Kyle laughed. “You have no patience at all.”
“It's hard to work on the screenplay when I'm not exactly sure where I'm headed.”
“That must be a challenge.” He obviously had no intention of helping her out.
“I'm struck by how different she and I were at that age. All she wanted was to be able to stay at home, and all I wanted was to run away.”
“Oh, I don't know. I think you were more alike than different,” Kyle said. “You were both just trying to find a way to feel safe.”
He understood, and she felt forgiven. But he had no idea how much there was to forgive. She stood up and dumped the rest of her sandwich in the garbage. “I'd better get back to work.”
She returned to her word processor, her thoughts in better order but a lingering uneasiness in the pit of her stomach. She and Kyle had not talked about that last entry in the notebook, his walking in on Kate. She had wanted to say something about it and perhaps he had as well, but neither of them had known what to ask, how to respond, and she wasn't sure if their silence on the topic gave it greater significance or none at all.
–24–
It was dusk when she curled up on the living room sofa to call Cassie, and for the first time Wayne answered.
“It's Eden, Wayne.” She could hear laughter and a few childish screams in the background.
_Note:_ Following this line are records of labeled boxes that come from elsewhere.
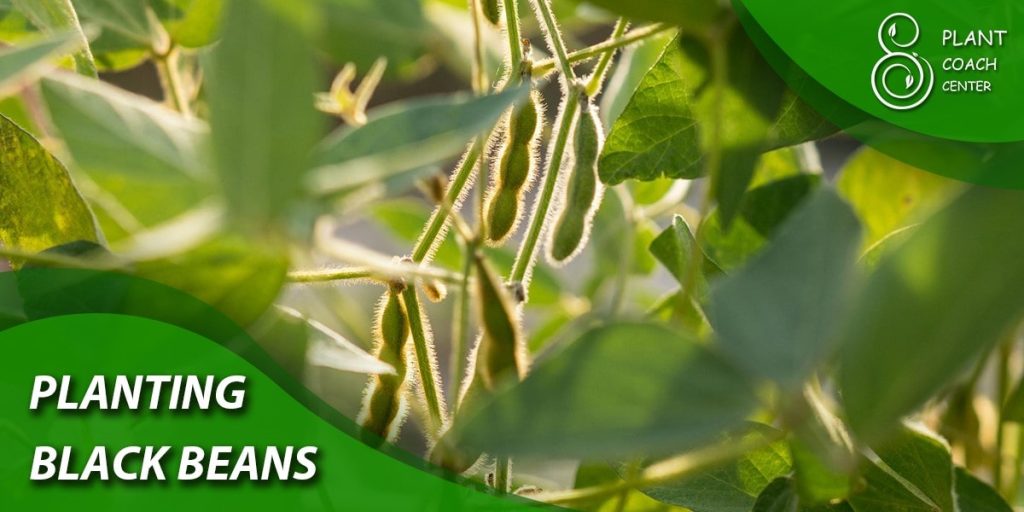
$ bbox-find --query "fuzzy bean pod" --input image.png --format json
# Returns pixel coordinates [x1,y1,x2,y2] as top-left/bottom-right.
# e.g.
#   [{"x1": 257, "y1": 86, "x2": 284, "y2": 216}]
[
  {"x1": 478, "y1": 0, "x2": 502, "y2": 27},
  {"x1": 548, "y1": 96, "x2": 604, "y2": 264},
  {"x1": 357, "y1": 286, "x2": 410, "y2": 441},
  {"x1": 484, "y1": 93, "x2": 544, "y2": 245}
]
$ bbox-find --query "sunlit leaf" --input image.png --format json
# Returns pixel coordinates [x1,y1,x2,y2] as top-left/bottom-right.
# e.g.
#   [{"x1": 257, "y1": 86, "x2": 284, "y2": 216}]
[{"x1": 0, "y1": 117, "x2": 99, "y2": 266}]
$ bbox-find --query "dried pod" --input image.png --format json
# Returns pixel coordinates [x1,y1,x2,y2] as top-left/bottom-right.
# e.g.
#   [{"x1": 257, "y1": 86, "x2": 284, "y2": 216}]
[
  {"x1": 548, "y1": 95, "x2": 604, "y2": 264},
  {"x1": 356, "y1": 286, "x2": 410, "y2": 441},
  {"x1": 484, "y1": 92, "x2": 544, "y2": 245}
]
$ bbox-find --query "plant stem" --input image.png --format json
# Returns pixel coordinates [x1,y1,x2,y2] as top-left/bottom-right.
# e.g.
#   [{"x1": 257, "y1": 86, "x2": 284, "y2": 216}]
[
  {"x1": 992, "y1": 337, "x2": 1013, "y2": 496},
  {"x1": 469, "y1": 0, "x2": 487, "y2": 95},
  {"x1": 153, "y1": 47, "x2": 191, "y2": 116},
  {"x1": 509, "y1": 92, "x2": 580, "y2": 284},
  {"x1": 401, "y1": 286, "x2": 444, "y2": 437},
  {"x1": 412, "y1": 140, "x2": 481, "y2": 263},
  {"x1": 532, "y1": 24, "x2": 672, "y2": 78},
  {"x1": 502, "y1": 0, "x2": 523, "y2": 75},
  {"x1": 587, "y1": 17, "x2": 630, "y2": 97},
  {"x1": 538, "y1": 432, "x2": 782, "y2": 506},
  {"x1": 532, "y1": 0, "x2": 575, "y2": 81}
]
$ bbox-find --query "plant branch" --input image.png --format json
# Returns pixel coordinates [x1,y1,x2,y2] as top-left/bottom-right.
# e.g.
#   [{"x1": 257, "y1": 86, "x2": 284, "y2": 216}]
[
  {"x1": 538, "y1": 432, "x2": 784, "y2": 506},
  {"x1": 532, "y1": 24, "x2": 672, "y2": 78},
  {"x1": 509, "y1": 91, "x2": 580, "y2": 290},
  {"x1": 401, "y1": 286, "x2": 444, "y2": 437},
  {"x1": 502, "y1": 0, "x2": 523, "y2": 75},
  {"x1": 153, "y1": 47, "x2": 191, "y2": 116},
  {"x1": 532, "y1": 0, "x2": 575, "y2": 82},
  {"x1": 587, "y1": 17, "x2": 630, "y2": 97}
]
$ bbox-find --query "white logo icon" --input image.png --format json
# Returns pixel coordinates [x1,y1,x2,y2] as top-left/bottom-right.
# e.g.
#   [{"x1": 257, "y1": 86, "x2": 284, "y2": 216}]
[{"x1": 871, "y1": 12, "x2": 935, "y2": 111}]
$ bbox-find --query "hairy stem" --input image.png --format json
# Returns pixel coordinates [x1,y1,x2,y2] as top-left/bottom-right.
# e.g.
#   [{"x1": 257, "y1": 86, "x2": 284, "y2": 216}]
[
  {"x1": 509, "y1": 92, "x2": 580, "y2": 290},
  {"x1": 502, "y1": 0, "x2": 523, "y2": 78},
  {"x1": 587, "y1": 17, "x2": 630, "y2": 97},
  {"x1": 401, "y1": 286, "x2": 444, "y2": 437},
  {"x1": 532, "y1": 0, "x2": 575, "y2": 82},
  {"x1": 532, "y1": 24, "x2": 672, "y2": 78},
  {"x1": 412, "y1": 141, "x2": 482, "y2": 263},
  {"x1": 153, "y1": 47, "x2": 191, "y2": 116}
]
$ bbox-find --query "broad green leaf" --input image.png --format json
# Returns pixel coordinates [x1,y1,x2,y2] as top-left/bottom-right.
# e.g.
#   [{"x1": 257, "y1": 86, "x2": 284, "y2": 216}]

Three little girls. She could imagine the giggling, the teasing, the hugging, that filled that house. “I just wanted to talk to Cassie,” she said.
“How's the screenplay coming along?” Wayne asked.
“Slowly, but I'm pleased with what I have so far. I still have a ton of research to do, though. How's Cassie?”
“She's having the time of her life. Hold on, I'll get her. She's out in the pool.”